La discusión sobre los más de 300 trabajadores cesados por la Intendencia de Lavalleja empezó torcida. Y cuando una discusión pública nace torcida, casi siempre termina convertida en una caricatura.
De un lado quedaron los “acomodados”. Del otro, quienes denuncian una “cacería política”. Entre ambos extremos se perdió algo elemental: los hechos.
El gobierno departamental encabezado por Daniel Ximénez instaló con insistencia la idea de que estas 300 personas habían ingresado a la comuna como parte de una maniobra electoral del último tramo del gobierno anterior.
Dicho de otro modo: el gobierno del Frente Amplio está echando a 300 blancos. Y como son blancos, no pasa nada. Relato falso.
El mensaje era simple, efectivo y brutal: militantes disfrazados de funcionarios. El problema es que la realidad, cuando se la mira de cerca, es bastante menos cómoda para el relato oficial.
Según información aportada a SERRANO por fuentes cercanas al exintendente Mario García y al exjefe comunal interino Vergara, aproximadamente 240 de esos trabajadores no ingresaron por recomendación política, ni por comités de base, ni por punteros, ni por favores electorales.
Llegaron mediante sorteos realizados en programas laborales surgidos durante la pandemia, cuando el país entero intentaba evitar que cientos de personas quedaran definitivamente afuera del sistema.
Después, la Intendencia absorbió esos contratos porque las necesidades seguían existiendo. Porque la pobreza no terminó cuando terminó la emergencia sanitaria.
Hay otro dato todavía más incómodo para la narrativa oficial: entre 50 y 60 de esos ingresos fueron solicitados por directores que ya venían trabajando desde la administración anterior.
Directores que Vergara decidió mantener precisamente porque entendió que gobernar seis meses no habilitaba una purga administrativa. Y fueron esos mismos directores -no operadores partidarios clandestinos- quienes pidieron contrataciones concretas para sostener áreas de funcionamiento cotidiano.
Después aparece el núcleo más humano y quizás más brutal de toda esta historia: cinco o siete personas que ingresaron directamente por decisión del intendente debido a situaciones extremas de vulnerabilidad social o de salud.
Personas para las cuales ese contrato no representaba un privilegio sino una tabla de salvación. Y acá conviene detenerse un instante. Porque en Uruguay se ha naturalizado una forma particularmente cruel de discutir el empleo público: se habla de números, nunca de personas.
“Los 300”. “Los cesados”. “Los ingresos”. Como si fueran paquetes. Como si detrás de cada contrato no hubiera una familia, una olla, un alquiler o una heladera vacía.
Nada de esto significa que no pueda discutirse la dimensión del Estado departamental. Claro que puede. Tampoco significa que todas las contrataciones hayan sido impecables desde el punto de vista administrativo. Sería ingenuo afirmarlo.
Pero una cosa es debatir criterios de gestión y otra muy distinta es construir un relato moral donde centenares de personas quedan presentadas públicamente como parásitos políticos.
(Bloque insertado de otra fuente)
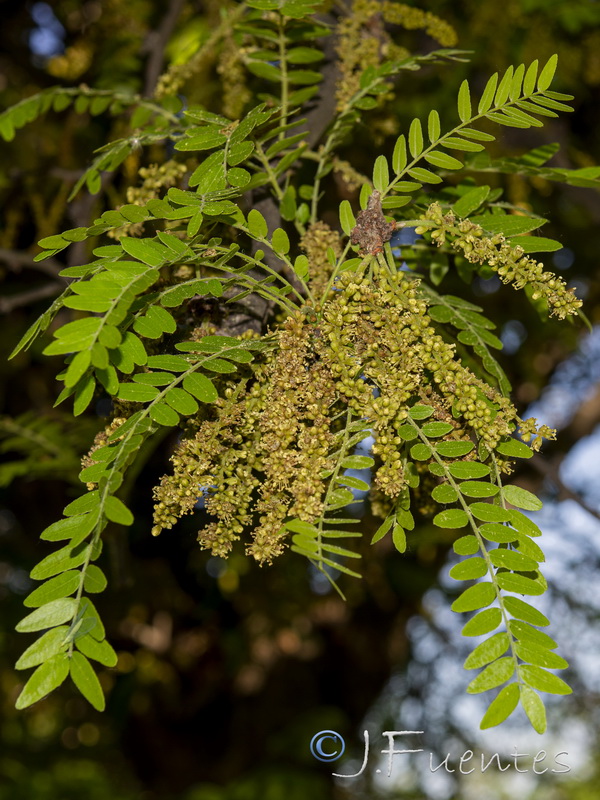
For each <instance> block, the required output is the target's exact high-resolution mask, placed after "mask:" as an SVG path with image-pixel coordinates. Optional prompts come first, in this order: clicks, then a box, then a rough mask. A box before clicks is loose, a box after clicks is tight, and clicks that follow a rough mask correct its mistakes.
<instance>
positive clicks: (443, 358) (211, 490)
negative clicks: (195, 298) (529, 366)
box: [153, 226, 553, 563]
Ahora comenzó la etapa terrible: jerarcas anunciando las cesantías. Dando la cara, aguantando el dolor. Hombres grandes y mujeres jóvenes sin chances de ser absorbidos por el sector privado.
Todos a la calle bajo la acusación de ser blancos. La prueba está en los hechos: no los defiende el sindicato y tampoco el partido. No son de la casta sindicalizada ni de la clase politizada. Simples laburantes.
Se ha llorado mucho en las últimas horas. Lloran los cesados y sus jefes. También lloran los alcaldes, dirigentes obligados a ver cada día el daño del despido político.
Hay algo que ningún comunicado oficial podrá borrar: detrás de esos “300” hay historias concretas. Y cuanto más se las conoce, más difícil resulta sostener el discurso simplista de que todo fue apenas una gigantesca maniobra electoral.
No se dirá que al Frente Amplio le gusta cuidar los dineros públicos. Esto es otra cosa. Aquí hay un tufillo a algo más.
Esta batalla la viene ganando el gobierno del Frente Amplio y su intendente Daniel Ximénez. Echa a 300 personas a la calle y el sindicato no le hace un día de paro, ni se declara en conflicto, ni llama a asamblea. Además, la oposición no lo llama a dar explicaciones a la Junta Departamental.
Como si fuera poco, tras salir dos veces en la televisión local, el intendente Ximénez se agotó, parece, y mandó al director de Desarrollo a poner la cara por él. Aguantó muy poco.
Parece mentira, años dando la batalla por alcanzar el gobierno departamental para terminar dejando sin trabajo a los más pobres de Lavalleja.